Logistics

After Covid disruptions, bus makers ‘cautious’ on demand recovery

Ayushi Kar Mumbai | Updated on June 15, 2021

Demand seen reviving in third and fourth quarters of this fiscal   -  The Hindu

Hope mandatory scrappage policy, restart of people’s movement will drive demand

The long-drawn Covid-19 pandemic had pushed sales for buses to an eight-year low in FY21 but bus makers such as Ashok Leyland and Tata Motors are betting that the mandatory scrappage policy for state transport undertakings (STUs) as well staff applications and the restart of labour movements will revive demand this fiscal.

Lockdowns during the first and second wave of the pandemic were big blows to mobility of citizens. Work from home for many organisations, closure of schools, muted demand from the tourist segment and transition to BS-VI emission norms had crippled bus sales in FY21. Anuj Katuria, COO, Ashok Leyland, said demand for buses during the first and the second quarter of FY21 was almost nil due to the pandemic.

Upsurge in pre-buying

But during the January-March period, Ashok Leyland found an upsurge in pre-buying of buses, by operators stocking up on vehicles to avoid the subsequent high prices in March. “This pre-buying was mostly driven by STUs. This further increased the blow since government operators are our only customers that were in a financially viable position to buy buses during the pandemic. This pre-buying is likely to have had a suppressive effect on the demand,” Katuria explained.

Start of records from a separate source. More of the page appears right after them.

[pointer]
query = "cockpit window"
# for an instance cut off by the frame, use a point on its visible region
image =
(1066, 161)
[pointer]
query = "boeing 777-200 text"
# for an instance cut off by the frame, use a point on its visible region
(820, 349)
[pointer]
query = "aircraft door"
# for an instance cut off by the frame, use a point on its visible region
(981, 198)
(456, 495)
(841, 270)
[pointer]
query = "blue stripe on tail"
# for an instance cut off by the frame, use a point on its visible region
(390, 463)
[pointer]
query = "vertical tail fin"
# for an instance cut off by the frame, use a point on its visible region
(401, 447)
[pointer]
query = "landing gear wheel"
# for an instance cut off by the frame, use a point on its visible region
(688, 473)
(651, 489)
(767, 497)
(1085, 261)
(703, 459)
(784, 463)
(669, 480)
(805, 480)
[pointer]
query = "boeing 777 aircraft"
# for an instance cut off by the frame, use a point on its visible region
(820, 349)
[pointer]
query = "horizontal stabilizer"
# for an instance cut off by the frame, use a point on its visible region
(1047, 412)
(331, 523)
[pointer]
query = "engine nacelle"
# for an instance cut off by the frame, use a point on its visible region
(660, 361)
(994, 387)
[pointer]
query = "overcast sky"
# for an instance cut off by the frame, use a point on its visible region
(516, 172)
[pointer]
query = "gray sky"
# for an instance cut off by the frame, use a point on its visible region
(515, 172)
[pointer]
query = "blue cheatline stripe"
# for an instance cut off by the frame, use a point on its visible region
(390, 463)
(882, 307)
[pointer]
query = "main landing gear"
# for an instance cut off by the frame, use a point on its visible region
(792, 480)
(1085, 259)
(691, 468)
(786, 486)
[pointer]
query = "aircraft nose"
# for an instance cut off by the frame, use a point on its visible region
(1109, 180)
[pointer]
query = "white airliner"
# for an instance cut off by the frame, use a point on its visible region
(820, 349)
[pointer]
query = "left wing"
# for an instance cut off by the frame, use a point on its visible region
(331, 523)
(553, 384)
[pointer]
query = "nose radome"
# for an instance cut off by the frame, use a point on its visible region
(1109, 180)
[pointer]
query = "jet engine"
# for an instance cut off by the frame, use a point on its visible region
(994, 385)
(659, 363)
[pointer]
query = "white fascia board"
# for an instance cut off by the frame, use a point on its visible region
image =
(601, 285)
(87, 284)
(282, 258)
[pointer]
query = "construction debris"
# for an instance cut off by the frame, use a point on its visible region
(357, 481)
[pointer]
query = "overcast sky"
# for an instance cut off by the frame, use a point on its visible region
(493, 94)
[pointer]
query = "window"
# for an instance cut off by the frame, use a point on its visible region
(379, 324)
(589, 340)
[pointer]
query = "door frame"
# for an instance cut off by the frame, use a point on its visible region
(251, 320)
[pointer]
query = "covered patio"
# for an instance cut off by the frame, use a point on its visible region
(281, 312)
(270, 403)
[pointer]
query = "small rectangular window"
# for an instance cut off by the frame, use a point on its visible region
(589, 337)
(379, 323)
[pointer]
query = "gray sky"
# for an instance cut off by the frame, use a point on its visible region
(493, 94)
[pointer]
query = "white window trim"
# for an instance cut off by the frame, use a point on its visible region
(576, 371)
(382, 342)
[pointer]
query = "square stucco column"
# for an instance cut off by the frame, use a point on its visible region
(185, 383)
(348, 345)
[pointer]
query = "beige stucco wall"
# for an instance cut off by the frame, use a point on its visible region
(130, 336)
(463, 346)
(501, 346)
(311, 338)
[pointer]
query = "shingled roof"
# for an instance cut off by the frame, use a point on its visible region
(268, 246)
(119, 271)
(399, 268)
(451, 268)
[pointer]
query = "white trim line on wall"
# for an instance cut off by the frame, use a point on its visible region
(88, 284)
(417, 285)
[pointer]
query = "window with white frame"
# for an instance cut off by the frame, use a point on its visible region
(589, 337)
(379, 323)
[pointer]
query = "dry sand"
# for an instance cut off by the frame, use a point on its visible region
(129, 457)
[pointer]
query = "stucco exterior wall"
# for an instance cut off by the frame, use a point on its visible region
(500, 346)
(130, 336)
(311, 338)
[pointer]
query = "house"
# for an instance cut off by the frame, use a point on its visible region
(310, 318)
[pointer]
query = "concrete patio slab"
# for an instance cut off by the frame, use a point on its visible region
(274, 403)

Hetal Gandhi, Director, Crisil, also explained that the transition to BS-VI norms in March last year increased the prices of buses by 8-10 per cent. The mandatory scrappage policy announced in March 2021, aided in maintaining a trickle of demand from STUs, seeking to upgrade their fleet. According to the policy, vehicles owned by the government need to be updated by April 2022. With some vehicles in STUs’ fleet over 50 years old, this upgrade was long overdue. However, Vinod Aggarwal, MD and CEO, VE Commercial Vehicles, said the purchase by government STUs continued to be at low levels. Representatives from OEMs Ashok Leyland and Tata Motors also concurred with this observation.

Another segment that helped maintain the demand was staff transportation, according to Katuria. With manufacturing sector continuing operations, employers had to order more buses to comply with the social distancing norms that reduced the number of workers they could transport per vehicle

Buying by schools

Buying of buses by schools that occurs between the period January and July, was also a major miss in both FY21 and FY22. “School buses normally account for 25 per cent of buses sold in the country and this has been a major blow for these two years,” Katuria said.

OEMs saw some green shoots of recovery between the first and second wave. For instance, Rohit Srivastava, Vice-President, Product Line, Buses, Tata Motors, said there was some traction in the fourth quarter of FY21 with an uptick in school bus applications. However, it was wiped out with the second wave. Crisil’s Gandhi said between the first and the second wave, sales recovered by 108 per cent. However, given that the volumes remained at 45 per cent compared to FY20, no significant recovery was witnessed.

With an ebb in the the second wave and vaccination drive growing, OEMs remain confident of some recovery.

For instance, Eicher’s Aggarwal believes that recovery is likely to commence from July. Katuria thinks Ashok Leyland will see a lag in demand from private operators who still need to get back on their feet. Thus, contacts from them will come in Q3 and Q4.

Demand drivers

Katuria believes that the drivers of demand for Ashok Leyland will be the mandatory scrappage policy and the ₹18,000-crore subsidy for buses announced in the Union Budget. Srivastava said that Tata Motors is seeing greenshoots with IT industries gearing up for staggered work hours from the office as well as the restarting of labour movements in States like Uttar Pradesh, Bihar and Rajasthan. “However, school buses form a larger share of the market, and we are waiting for signs of restart of schools to have an uptick in volumes,” said Srivastava

Yet, most of the manufacturers remain cautiously optimistic. However, Crisil’s Gandhi said: “Even though bus sales are expected to show robust on-year percentage growth in FY22, the volumes are expected to be below FY04 levels. The recovery would be mere optical in nature.”